My recommendation is brighter and mid-low output pickups like the 59/C bridge and a Jazz neck. Keep and use your tone controls and include coil splitting.
Pairing 2 extremes can be very versatile, but it can also leave you hangning with an untouchable middle ground of tone you might be looking for, so choose carefully if you're gonna go that route. It's always easier to put more gain on a weak pickup than it is to take it away from a hot one, especially if you don't have an amp with a good amount of clean headroom.
'Versatile' usually means a neck and bridge PU that have little in common with each other so you can cover as much ground as possible. I personally see no appeal in that. I'd rather have two PU's with some tonal similarities, along with some tonal differences for contrast. It makes it much easier for me to dial in the amp's EQ when they're not polar opposites in EQ.
You want versatility? Use two guitars (different designs and woods) with different PU's in each. That'll beat what any one guitar can do. There's a lot of good quality reasonably-priced guitars today, new and used, so there's rarely any reason for the mythical 'do-it-all guitar.'
Dimebucker in the bridge hands down, IMO. The pickup definitely nails the Metal tone BUT covers so much more! Can get Country & Chicken Pickin tones to Classic Rock as well...not just the Dimebag tone.
I like the idea of the P-Rails (granted I've never owned one) as it offers the options for a Humbucker, P90 and a Rail Single Coil...very versatile.
What you are asking for (from your example of sounds) is not extremely versatile tones, but tonally extreme with no middle ground. I would not consider that very versatile. The most versatile set I could personally recommend from lots of experience is the P-Rails in both bridge (with A8 magnet next to Rail), and neck (with both A5's). And both pups mounted in Triple Shots so you can get series, parallel, P-90, and Rail coil from each pup.
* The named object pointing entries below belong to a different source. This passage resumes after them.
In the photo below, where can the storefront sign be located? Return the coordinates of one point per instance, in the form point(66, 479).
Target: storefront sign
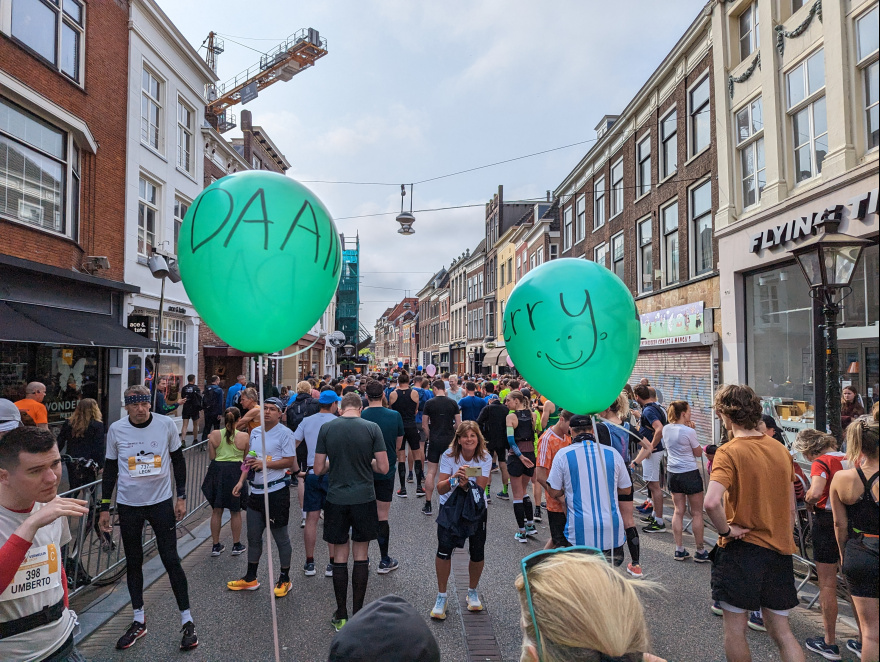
point(673, 326)
point(855, 208)
point(140, 324)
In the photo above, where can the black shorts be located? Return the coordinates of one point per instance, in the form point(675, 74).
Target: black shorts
point(689, 482)
point(436, 448)
point(410, 436)
point(824, 541)
point(749, 577)
point(556, 521)
point(361, 518)
point(384, 488)
point(860, 567)
point(279, 506)
point(515, 468)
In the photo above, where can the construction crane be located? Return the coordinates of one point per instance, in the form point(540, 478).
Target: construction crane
point(293, 55)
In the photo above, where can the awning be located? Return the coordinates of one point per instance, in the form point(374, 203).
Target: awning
point(24, 322)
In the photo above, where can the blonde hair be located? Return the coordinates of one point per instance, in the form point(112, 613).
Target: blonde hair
point(813, 442)
point(582, 605)
point(86, 411)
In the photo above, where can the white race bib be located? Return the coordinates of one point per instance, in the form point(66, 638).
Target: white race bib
point(39, 572)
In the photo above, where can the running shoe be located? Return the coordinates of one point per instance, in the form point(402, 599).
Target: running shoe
point(634, 570)
point(283, 587)
point(818, 645)
point(190, 639)
point(135, 631)
point(473, 600)
point(654, 526)
point(854, 647)
point(387, 565)
point(756, 621)
point(243, 585)
point(439, 610)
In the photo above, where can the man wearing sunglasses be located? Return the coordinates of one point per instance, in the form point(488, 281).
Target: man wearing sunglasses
point(581, 474)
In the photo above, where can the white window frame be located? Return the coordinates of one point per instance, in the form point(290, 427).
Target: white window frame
point(641, 158)
point(148, 103)
point(813, 102)
point(599, 203)
point(668, 143)
point(617, 188)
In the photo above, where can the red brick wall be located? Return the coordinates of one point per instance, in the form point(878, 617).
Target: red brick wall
point(102, 106)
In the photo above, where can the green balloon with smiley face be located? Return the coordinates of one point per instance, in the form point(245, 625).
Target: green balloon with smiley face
point(572, 329)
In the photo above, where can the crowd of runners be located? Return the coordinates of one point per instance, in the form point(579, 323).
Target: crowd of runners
point(343, 450)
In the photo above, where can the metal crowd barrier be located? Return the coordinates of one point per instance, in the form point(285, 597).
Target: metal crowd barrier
point(95, 558)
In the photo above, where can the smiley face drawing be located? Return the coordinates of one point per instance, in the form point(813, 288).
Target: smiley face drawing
point(572, 330)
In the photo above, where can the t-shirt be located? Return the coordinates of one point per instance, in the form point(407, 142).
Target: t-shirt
point(36, 410)
point(680, 440)
point(471, 406)
point(826, 466)
point(350, 444)
point(592, 512)
point(28, 593)
point(650, 413)
point(279, 443)
point(307, 431)
point(391, 424)
point(549, 445)
point(758, 475)
point(143, 455)
point(448, 465)
point(442, 412)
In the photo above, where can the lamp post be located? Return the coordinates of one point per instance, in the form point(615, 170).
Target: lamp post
point(828, 262)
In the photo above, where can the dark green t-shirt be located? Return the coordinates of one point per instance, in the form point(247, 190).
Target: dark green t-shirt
point(391, 424)
point(350, 443)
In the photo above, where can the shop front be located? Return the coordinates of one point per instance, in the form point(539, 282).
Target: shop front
point(774, 338)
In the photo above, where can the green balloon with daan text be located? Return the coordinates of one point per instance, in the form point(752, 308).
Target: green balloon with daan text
point(260, 258)
point(572, 329)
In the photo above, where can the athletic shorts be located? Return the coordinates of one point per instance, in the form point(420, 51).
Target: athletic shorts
point(824, 541)
point(515, 468)
point(749, 577)
point(556, 522)
point(412, 437)
point(384, 488)
point(651, 466)
point(315, 494)
point(361, 518)
point(689, 482)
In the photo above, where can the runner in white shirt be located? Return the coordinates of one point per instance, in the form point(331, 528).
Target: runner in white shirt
point(141, 451)
point(35, 621)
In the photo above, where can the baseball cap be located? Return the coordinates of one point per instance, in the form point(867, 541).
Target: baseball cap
point(8, 411)
point(328, 397)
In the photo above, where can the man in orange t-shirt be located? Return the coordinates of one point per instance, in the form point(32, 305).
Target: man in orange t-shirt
point(555, 438)
point(33, 405)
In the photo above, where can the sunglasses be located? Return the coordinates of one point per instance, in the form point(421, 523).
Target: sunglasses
point(531, 561)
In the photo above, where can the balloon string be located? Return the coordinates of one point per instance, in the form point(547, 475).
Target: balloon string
point(266, 508)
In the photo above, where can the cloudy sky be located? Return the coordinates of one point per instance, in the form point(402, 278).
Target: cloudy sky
point(416, 89)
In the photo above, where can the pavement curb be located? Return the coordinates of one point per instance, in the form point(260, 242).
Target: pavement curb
point(104, 608)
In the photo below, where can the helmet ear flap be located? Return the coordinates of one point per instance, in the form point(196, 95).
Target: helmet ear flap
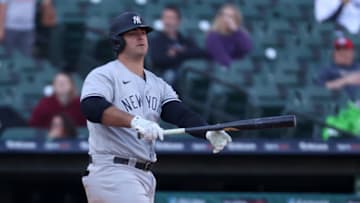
point(118, 44)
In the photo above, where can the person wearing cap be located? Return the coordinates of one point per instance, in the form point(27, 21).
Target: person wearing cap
point(171, 48)
point(123, 103)
point(343, 73)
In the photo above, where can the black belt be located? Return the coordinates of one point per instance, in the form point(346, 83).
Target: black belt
point(146, 166)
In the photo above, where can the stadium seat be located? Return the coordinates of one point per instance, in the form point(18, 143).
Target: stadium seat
point(265, 101)
point(83, 133)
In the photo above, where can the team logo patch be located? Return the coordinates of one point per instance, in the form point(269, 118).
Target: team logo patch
point(136, 20)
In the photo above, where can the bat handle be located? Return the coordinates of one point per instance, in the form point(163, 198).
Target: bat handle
point(174, 131)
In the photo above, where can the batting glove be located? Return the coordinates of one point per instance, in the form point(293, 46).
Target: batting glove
point(148, 130)
point(218, 139)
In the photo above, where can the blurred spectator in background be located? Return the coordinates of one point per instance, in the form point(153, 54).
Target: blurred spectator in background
point(345, 13)
point(17, 23)
point(228, 39)
point(169, 48)
point(64, 100)
point(343, 73)
point(62, 127)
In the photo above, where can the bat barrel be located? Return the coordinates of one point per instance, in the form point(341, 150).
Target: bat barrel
point(249, 124)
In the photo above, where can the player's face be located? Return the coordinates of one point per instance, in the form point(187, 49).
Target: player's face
point(170, 20)
point(136, 42)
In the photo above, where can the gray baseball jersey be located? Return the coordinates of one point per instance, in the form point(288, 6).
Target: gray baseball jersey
point(130, 93)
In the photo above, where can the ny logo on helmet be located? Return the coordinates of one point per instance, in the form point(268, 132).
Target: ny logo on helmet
point(136, 20)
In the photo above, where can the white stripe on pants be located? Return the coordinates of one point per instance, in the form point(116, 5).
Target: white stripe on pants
point(108, 182)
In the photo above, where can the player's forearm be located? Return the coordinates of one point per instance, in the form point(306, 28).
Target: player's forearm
point(113, 116)
point(98, 110)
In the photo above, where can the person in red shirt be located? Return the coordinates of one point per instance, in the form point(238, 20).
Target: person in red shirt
point(64, 100)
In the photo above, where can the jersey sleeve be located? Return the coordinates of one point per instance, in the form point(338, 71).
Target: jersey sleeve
point(98, 83)
point(168, 94)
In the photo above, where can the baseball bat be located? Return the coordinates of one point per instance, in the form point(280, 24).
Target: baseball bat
point(285, 121)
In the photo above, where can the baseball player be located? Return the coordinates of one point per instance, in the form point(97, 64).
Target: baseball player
point(120, 100)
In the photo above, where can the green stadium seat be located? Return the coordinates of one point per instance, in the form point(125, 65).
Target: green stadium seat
point(22, 133)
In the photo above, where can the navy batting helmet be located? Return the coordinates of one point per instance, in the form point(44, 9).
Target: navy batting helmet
point(123, 23)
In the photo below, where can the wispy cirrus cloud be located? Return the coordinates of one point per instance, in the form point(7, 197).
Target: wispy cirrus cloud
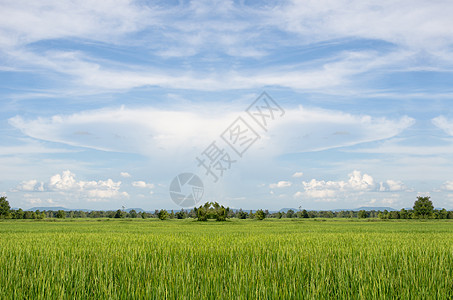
point(153, 131)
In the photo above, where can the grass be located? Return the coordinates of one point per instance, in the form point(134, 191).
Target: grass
point(239, 259)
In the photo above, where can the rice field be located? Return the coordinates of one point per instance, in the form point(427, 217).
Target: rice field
point(238, 259)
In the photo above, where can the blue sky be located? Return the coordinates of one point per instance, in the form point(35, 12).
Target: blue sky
point(104, 103)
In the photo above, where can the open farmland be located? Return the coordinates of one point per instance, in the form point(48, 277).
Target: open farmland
point(185, 259)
I have this exact setup in my Iceman. The Dimebucker sounds great for heavier classic rock. If has just enough power to break up a tube amp nicely, it also sounds sweet with a boost pedal. Throw it in a high gain situation and it can handle everything you throw at it. Split it can handle any territory you could want from country/Southern Rock to funk. The Jazz neck as you can imagine it is a great blues, jazz and country pickup. It also takes to dirt well and is fantastic for rock. One thing I was not expecting is the Jazz split does a pretty impressive Strat tone. The cool thing about these pickups is they play nice together. I get a great middle position, I also have them on a phase switch so I can dial in a bit of Page or Dr. May if need be.